Iranian Journal of Reproductive Medicine Vol. 8, No. 3, Summer, 2010, pp. 111-118
The effect of morphine administration on structure and ultrastructure of uterus in pregnant mice
Maryam Dehghan1,2 M.Sc., Mokhtar Jafarpour1 Ph.D., Alireza Mahmoudian1 Ph.D.
Corresponding Author: Maryam Dehghan, Department of Anatomy, School of Medicine, Shahid Sadoughi University of Medical Sciences, Yazd, Iran. Email: email@example.com
Received: 8 October 2009; accepted: 26 April 2010
Code Number: rm10020
Background: Maternally administered opiates such as morphine represent a serious human health problem. Opioid abuse may have unfavorable effects on reproductive organs.
Key words: Mice, Morphine, Endometrium, Uterus, Structure, Ultrastructure.
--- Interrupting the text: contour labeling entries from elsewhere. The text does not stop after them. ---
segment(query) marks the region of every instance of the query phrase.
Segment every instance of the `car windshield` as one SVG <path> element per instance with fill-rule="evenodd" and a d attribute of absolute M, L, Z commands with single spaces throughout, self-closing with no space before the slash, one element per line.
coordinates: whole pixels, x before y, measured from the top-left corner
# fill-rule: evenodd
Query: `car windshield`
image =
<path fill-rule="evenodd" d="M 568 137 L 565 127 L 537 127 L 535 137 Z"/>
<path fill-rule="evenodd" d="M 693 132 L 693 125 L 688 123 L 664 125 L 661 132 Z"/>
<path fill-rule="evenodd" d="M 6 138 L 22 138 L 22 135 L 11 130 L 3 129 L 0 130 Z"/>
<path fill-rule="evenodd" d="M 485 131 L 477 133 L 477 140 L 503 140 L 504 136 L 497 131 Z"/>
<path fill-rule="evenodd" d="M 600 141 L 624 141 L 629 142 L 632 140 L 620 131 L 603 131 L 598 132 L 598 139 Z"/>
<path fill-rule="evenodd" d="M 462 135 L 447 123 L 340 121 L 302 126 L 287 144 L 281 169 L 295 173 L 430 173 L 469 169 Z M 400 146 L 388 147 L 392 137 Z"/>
Morphine is the most important alkaloid of opium family which is found as much as 10% in opium. Opioid abuse affects the body systems, and the prevalence of opioids abuse is high worldwide. Several studies have shown that addiction to narcotics analgesics product menstrual dysfunction in women (1). The researchers found that systemic morphine inhibited the visceromotor response to uterine cervical distention in the central nervous system (2).
The study of opioid substitution abuse in pregnancy in a Northern Ireland Maternity Unit showed that the number of heroin addicts is increasing and had viable outcomes of high risk pregnancies (3). Investigators explored the effect of different opioids on the myometrium of pregnant rat and showed that opioids may decrease contractions in uterine muscles (4, 5). Other studies showed that some local anesthetics and opioids caused significant alteration by suppressing oxytocin on contractility of the pregnant rat myometrium (6, 7).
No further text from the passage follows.